The AAU — an association comprised of the nation’s top research universities — has never before voted to remove a member, though other universities have left voluntarily on the expectation they would soon be voted out due to failure to meet the organization’s criteria. The vote comes nine months after the university’s induction into the Big Ten.

Among the committee members who voted on Nebraska’s membership in the AAU was University President Mary Sue Coleman, who was also involved in the final vote in determining the school’s place in the program.

According to a Sept. 3 article in the Journal Star, Harvey Perlman, chancellor of the University of Nebraska, said he thought Coleman and Carolyn Martin, the former chancellor of the University of Wisconsin-Madison, voted against Nebraska’s membership in the AAU. Though the vote is anonymous, he said in the article he assumed this given the fact that Coleman and Martin are members of committees that recommended the reassessment of Nebraska’s AAU membership.

The decision to remove Nebraska from the organization in April transpired after the school was called to be reviewed by AAU committees that were concerned the school no longer held the qualifications for membership in the program, according to Barry Toiv, the AAU’s vice president for public affairs.

“There is a set of criteria that are used to determine whether universities ought to be considered for membership or current members should be discontinued for membership,” Toiv said.

The AAU has 61 members that are invited to join the organization based on the institution’s quality of research and programs for undergraduate, graduate and professional students and other criteria.
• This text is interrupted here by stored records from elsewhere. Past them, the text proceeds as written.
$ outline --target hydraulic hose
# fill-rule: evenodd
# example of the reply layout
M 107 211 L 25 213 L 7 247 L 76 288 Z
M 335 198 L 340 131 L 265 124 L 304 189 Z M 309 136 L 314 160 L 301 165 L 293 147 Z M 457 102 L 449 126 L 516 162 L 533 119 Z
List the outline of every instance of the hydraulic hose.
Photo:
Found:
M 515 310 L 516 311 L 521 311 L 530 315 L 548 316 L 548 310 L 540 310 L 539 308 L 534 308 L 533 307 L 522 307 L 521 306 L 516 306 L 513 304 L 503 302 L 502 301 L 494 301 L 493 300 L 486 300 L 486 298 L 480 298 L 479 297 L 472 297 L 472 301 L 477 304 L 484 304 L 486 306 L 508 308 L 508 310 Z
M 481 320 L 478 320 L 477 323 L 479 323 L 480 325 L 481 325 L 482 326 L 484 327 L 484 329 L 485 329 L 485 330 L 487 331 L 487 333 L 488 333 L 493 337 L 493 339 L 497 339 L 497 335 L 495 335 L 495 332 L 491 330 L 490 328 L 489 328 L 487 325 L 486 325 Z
In an e-mail interview Perlman wrote that he is not upset with Coleman if she did vote against Nebraska and he knows she had the best interest of the AAU in mind.

“Mary Sue and I have been friends,” Perlman wrote. “Her husband is a graduate of the University of Nebraska-Lincoln. I do not know how she finally voted but I am sure she voted in good faith in accordance with what she thought was best for AAU.”

University spokesman Rick Fitzgerald declined to comment on Coleman’s part in the matter since voting is anonymous. The University of Wisconsin-Madison also declined to comment on the grounds that Martin is now president of Amherst College and no longer affiliated with Wisconsin.

The Big Ten unanimously voted to invite Nebraska to become a member nine months before the AAU meeting that resulted in Nebraska losing its AAU membership. Perlman wrote that not being an AAU member will not affect Nebraska’s relationship with its Big Ten colleagues.

“This will have, and has had, no impact on our relationship with Michigan or with the Big Ten,” Perlman wrote.

Perlman called the timing “awkward,” but said he is excited by the opportunity to work with the Big Ten, despite Nebraska’s removal from the AAU.

“I don’t agree with the AAU decision, but we are excited about the opportunities to be a member of the Big Ten and to lead in academics in those areas where we have unique credentials to do so,” Perlman wrote.

He added that he thinks Nebraska’s removal from the AAU potentially had to do with the fact that its medical school is located in Omaha, Neb. and is separate from the main campus in Lincoln. He wrote that the AAU does not value the agricultural research of land-grant universities like Nebraska as much as schools with strengths in the medical field.

“The AAU failed to follow their own rules, failed to apply the standards established for membership and failed to account for the fact that their qualitative membership criteria can not account for the diversity of higher education,” Perlman wrote.

Toiv said he disagrees with the notion that the AAU prioritizes universities with strong medical programs and facilities over land-grant institutions, adding that most of the schools on the list are public universities.